Sunday, July 8, 2007

Tea time






My visit to Satyodaya (the name means 'dawn of truth') in Kandy, Sri Lanka started out slow. The first few days, I mainly was just hanging out in their office/library reading reports and articles about their work, and talking to their staff. Don't feel TOO sorry for me though, because their office/library/guesthouse is on a hill overlooking Kandy lake and has a spectacular view. And the staff are pretty interesting as well. The organization (they prefer to call it a movement) was started by a Jesuit priest, Father Paul Caspersz, who is still with Satyodaya even though he just celebrated his 80th birthday last week. He has a great memory, and lots of stories about the problems the Indian Tamil tea estate workers have faced, and how Satyodaya has worked with them (and their Sinhalese neighbors) over the past 30 years.

The group started as an intentional living community and research center, bringing together all the various ethnic/religious/linguistic groups of Sri Lanka. As ethnic tensions grew over the years, their work extended to community organizing and development. They have a special interest in improving the economic conditions of the laborors on the tea plantations, but in the process they strive to build relationships between the Tamils and the Sinhalese ethnic groups (and Muslims as well, when any are present in the area). I've been especially impressed with how well they do this - it is quite a hopeful sign in a country that has struggled with nearly 3 decades of ethnic warfare.

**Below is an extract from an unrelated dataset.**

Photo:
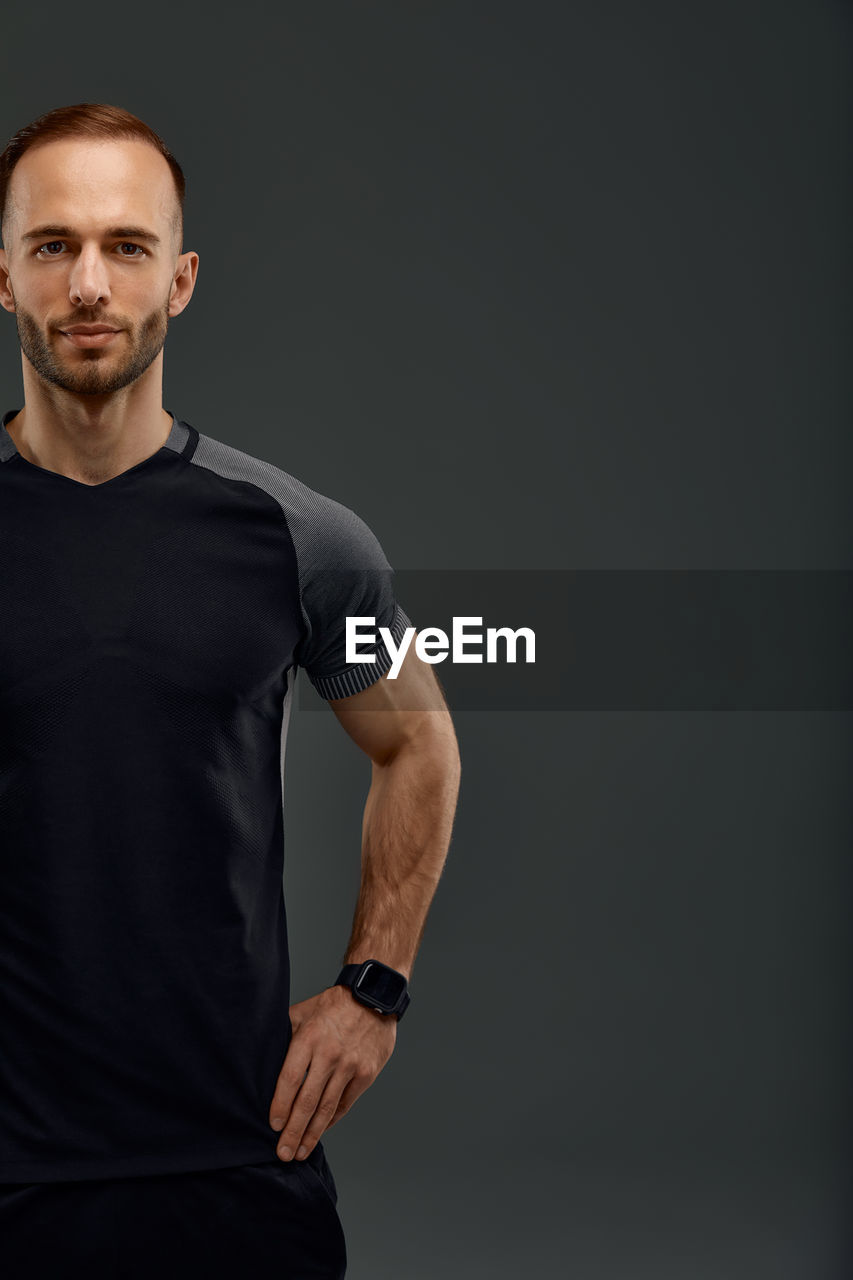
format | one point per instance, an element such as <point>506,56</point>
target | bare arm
<point>338,1046</point>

The other thing that is impressive about the movement is the way they develop local leadership in the communities. In all of the development projects they are involved in, they only provide the initial training and access to resources - the local residents themselves make the decisions, do the work, and maintain the projects. They always start their involvement in an area by encouraging the residents to form a CPO (community people's organization) and build a community center.

I've visited three very different field sites so far, all former tea estates that have mostly been divided into smaller private plots or turned into villages - all with a lack of employment for the local people since the larger tea estates are no longer functioning. At the first, Craigingilt, the community was able to petition the government to buy a plot of land and then build simple but decent homes with no-interest loans from Satyodaya (reminded me of my Habitat days). In the second, Erin, the former tea pluckers are still living in the cramped, dingy linerooms provided by the estate. And today we went to Luckyland, where the multi-ethnic community has banded together to build a water system that will pipe clean drinking water to every house in the village. I'll write about these in more detail later.

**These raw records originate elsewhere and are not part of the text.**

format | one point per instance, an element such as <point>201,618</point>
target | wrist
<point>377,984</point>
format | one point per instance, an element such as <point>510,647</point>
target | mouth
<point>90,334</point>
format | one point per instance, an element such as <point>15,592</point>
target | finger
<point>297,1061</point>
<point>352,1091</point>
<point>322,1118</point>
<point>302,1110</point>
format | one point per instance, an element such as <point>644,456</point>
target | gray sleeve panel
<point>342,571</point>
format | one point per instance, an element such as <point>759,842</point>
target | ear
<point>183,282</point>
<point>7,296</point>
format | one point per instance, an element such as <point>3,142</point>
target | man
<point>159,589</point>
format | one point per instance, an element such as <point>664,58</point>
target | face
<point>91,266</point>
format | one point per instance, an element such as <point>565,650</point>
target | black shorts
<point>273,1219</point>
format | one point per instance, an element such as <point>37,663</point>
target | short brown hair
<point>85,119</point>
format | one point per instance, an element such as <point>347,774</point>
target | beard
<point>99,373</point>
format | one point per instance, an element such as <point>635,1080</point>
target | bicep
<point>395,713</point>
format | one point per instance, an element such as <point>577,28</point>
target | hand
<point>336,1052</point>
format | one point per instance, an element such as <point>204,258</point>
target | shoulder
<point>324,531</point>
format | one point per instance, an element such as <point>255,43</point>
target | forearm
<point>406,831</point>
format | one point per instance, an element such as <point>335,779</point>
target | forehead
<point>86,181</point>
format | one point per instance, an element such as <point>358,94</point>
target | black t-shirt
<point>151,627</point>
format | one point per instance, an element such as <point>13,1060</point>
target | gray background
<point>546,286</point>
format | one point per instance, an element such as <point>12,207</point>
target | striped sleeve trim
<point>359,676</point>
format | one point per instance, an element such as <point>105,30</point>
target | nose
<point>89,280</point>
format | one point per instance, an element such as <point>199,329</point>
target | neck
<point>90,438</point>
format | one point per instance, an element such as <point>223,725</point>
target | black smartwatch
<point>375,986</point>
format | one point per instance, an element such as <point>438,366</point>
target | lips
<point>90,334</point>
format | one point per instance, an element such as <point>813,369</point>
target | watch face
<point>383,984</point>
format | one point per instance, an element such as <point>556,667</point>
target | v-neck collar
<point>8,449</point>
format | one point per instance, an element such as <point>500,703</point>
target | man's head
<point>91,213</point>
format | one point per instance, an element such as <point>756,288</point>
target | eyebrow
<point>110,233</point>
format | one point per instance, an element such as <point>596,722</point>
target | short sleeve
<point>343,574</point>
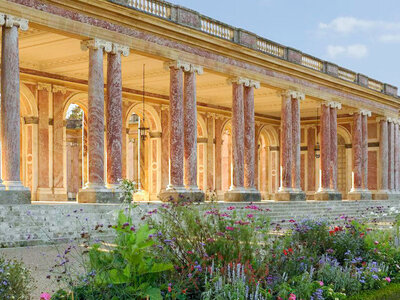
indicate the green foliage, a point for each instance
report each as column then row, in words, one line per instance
column 16, row 281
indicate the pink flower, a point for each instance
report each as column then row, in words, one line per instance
column 292, row 297
column 45, row 296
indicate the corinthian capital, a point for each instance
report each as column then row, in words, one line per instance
column 120, row 49
column 294, row 94
column 10, row 21
column 96, row 44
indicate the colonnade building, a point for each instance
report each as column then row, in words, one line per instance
column 93, row 91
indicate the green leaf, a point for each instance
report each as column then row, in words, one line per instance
column 117, row 277
column 154, row 293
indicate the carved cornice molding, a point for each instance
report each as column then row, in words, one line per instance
column 120, row 49
column 10, row 21
column 245, row 81
column 294, row 94
column 185, row 66
column 333, row 104
column 97, row 44
column 365, row 112
column 41, row 86
column 59, row 89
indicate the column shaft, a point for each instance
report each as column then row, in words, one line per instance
column 334, row 149
column 249, row 138
column 357, row 151
column 396, row 157
column 383, row 155
column 10, row 107
column 364, row 144
column 114, row 118
column 176, row 127
column 325, row 147
column 96, row 118
column 311, row 159
column 391, row 156
column 296, row 144
column 164, row 148
column 286, row 143
column 190, row 130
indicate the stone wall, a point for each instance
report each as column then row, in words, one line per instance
column 25, row 225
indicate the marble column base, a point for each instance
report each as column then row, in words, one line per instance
column 386, row 195
column 290, row 195
column 141, row 196
column 327, row 195
column 60, row 194
column 99, row 194
column 359, row 195
column 44, row 194
column 242, row 195
column 22, row 196
column 175, row 194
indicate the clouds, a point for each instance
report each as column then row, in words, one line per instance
column 357, row 51
column 377, row 30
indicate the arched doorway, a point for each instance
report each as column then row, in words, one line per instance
column 143, row 150
column 226, row 157
column 29, row 134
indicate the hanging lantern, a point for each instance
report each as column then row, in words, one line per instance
column 142, row 128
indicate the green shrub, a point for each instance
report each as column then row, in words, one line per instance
column 16, row 281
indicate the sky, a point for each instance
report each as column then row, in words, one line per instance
column 361, row 35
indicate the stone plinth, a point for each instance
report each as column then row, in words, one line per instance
column 359, row 195
column 327, row 195
column 99, row 195
column 290, row 195
column 242, row 195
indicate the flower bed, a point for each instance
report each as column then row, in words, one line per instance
column 187, row 251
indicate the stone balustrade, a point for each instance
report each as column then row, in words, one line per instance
column 191, row 18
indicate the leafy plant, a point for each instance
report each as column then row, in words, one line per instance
column 16, row 281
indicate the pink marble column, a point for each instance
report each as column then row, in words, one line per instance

I'm actually reading Jeffrey Sach's "End of Poverty" right now, which is making it especially interesting to contemplate economic development from both ends of the spectrum, since he approaches the problem of poverty from a governement perspective and what can be done on a macro-economic level to improve an entire country's financial situation, and in the meantime I'm seeing a very personal view of how poverty effects individuals at the village level - but all the buzzwords like globalization and immigration and such are very relevant to the situation of these villagers living at the end of a twisting dirt road on the top of a mountain... (as a side note, on the bus ride today home from Luckyland I saw a 'taco bell' sign on a small shop that I'm sure only serves sri lankan curries, and an 'ikea' sign on a local furniture store in a small village, too!).

1 comment:

Ammaa said...

After reading your entries, I got to wondering about how the United States government handles the poverty issue. I'm beginning to think that all over the world most of the programs for low income people are run by private organizations. Why? But at least there are many programs available to those who need them.